And they have such a large swathe of IP addresses that they control. But that works out to be, if they monetize it all, about $2 billion tax on the Internet.
And the reason I say it's a tax is we have an alternative to this.
The alternative is to use IPv6, which has been around for years.
And Amazon has stuck to IPv4 here. And the truth is the world needs to move to IPv6.
It solves the problem of a lack of IPv4 addresses.
It's here, it works. We've been using it for years. In fact, our first ever birthday week announcement was our IPv6 to IPv4 gateway.
Any customer who uses Cloudflare can use IPv6 and IPv4 together.
And so this announcement is just to say that come to Cloudflare, use us and don't pay Amazon.
You can just set up IPv6 on the Amazon side.
We'll give you the IPv4 address that you need for the public Internet.
So you don't lose out at all. And not only that, if you stick with us, you will not only not pay Amazon the $43, we will give you $43 in credits on Cloudflare.
So this is really about a little bit of money for the end user, but all really about the Internet getting better because we need IPv6 everywhere.
Exactly.
I was amazed first to see that IPv6 is still not as much adopted as some people would want.
But also there's some difficulty in transition for some networks, sometimes of situations specifically.
So that would be a real tax for some.
Yep, yep. And there's no point, there's no need to pay it. We'll help you not pay that tax.
Exactly. And you mentioned the 2011 blog post where we announced IPv6 Gateway Automatic.
I just want to put it here because it was our first year.
Cloudflare was doing one year at a time. Yeah, that's right. We also had a few announcements related to radar.
That's right. So there's a couple of things.
So we have new traffic anomalies pages on radar. So when we see something strange happen on the Internet, could be an outage, could be a cable cut, could be something like that, we show it on radar and we can notify you about it.
And then there's a very detailed technical blog about how we do this, because actually detecting some of these outages is quite complicated.
And not all outages show up as a simple, complete lack of Internet.
And also, if it's not like that, then you're looking for drops in Internet, but drops of Internet can happen for other things.
People go to sleep.
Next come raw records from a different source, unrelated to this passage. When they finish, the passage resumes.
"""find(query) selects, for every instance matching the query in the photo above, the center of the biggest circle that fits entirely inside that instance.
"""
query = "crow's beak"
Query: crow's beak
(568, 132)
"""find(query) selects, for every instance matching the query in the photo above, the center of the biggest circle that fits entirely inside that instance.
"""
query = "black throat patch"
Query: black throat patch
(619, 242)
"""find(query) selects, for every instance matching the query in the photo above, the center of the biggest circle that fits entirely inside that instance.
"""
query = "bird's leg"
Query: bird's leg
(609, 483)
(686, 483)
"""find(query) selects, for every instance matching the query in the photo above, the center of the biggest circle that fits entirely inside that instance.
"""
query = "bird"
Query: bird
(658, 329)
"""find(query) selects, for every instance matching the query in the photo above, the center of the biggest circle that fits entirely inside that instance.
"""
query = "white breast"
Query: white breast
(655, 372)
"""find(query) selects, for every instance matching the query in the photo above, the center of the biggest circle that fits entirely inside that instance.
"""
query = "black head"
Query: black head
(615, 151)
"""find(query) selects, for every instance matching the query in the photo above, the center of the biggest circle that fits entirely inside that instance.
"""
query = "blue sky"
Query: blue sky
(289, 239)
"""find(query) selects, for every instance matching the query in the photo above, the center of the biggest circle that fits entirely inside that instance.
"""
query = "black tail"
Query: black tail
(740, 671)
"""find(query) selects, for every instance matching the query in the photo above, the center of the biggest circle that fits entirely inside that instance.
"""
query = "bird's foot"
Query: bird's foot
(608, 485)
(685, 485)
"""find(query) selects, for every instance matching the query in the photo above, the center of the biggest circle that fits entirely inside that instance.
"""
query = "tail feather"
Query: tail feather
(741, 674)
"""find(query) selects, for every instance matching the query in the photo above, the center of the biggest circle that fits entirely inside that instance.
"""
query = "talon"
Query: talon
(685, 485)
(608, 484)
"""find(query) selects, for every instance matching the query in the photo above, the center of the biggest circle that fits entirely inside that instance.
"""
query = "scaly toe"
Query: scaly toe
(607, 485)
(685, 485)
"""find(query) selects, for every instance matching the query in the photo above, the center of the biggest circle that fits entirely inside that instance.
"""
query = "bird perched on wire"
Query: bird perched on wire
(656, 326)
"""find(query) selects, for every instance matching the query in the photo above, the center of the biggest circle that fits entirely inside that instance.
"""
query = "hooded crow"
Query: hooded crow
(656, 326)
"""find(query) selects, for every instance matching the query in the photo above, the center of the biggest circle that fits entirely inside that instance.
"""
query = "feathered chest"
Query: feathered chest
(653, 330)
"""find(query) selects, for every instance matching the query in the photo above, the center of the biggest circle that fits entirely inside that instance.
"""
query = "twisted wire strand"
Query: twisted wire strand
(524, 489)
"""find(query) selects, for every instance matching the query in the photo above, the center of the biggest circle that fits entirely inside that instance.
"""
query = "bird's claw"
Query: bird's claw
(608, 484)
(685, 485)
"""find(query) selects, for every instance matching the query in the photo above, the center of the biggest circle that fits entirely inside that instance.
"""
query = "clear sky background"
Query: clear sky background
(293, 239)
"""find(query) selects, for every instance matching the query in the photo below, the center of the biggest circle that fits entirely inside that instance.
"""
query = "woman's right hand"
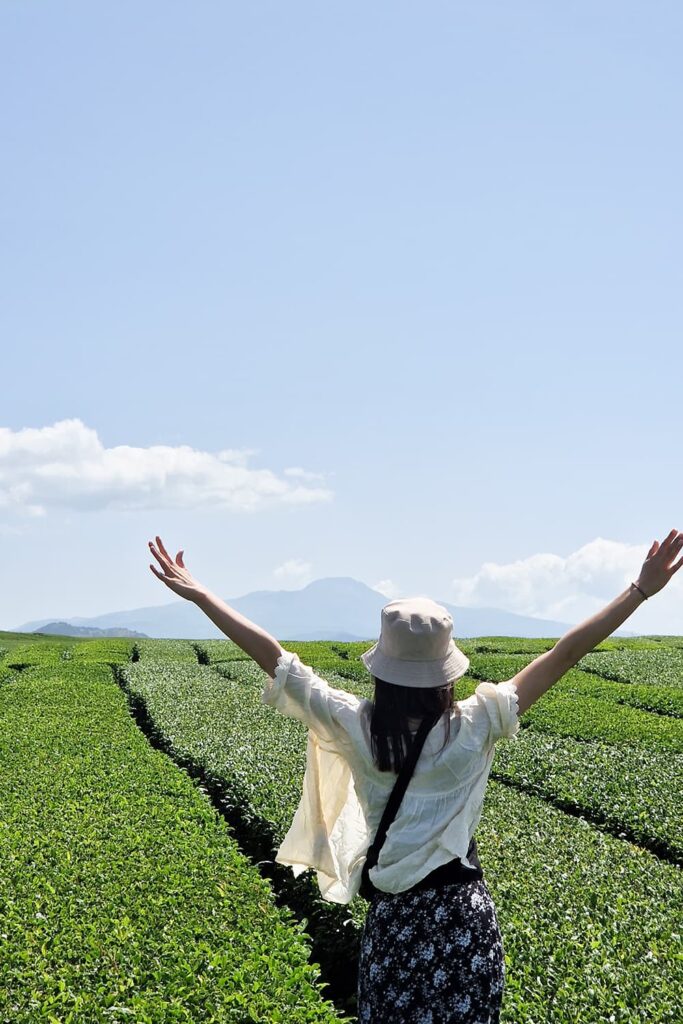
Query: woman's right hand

There's a religious festival of some sort. I mean, there's all sorts of things that cause it.
So those two blog posts go together to tell you how we detect them and how you can sign up and how you can look at traffic anomalies around the world.
And it's very much difficult to understand how traffic works.
And this was an amazing work from the radar team and Carlos in particular to explore this.
Close to this, so I know how it went. It's a great addition and people can really add notifications so they can track specific ASNs, countries to see traffic anomalies.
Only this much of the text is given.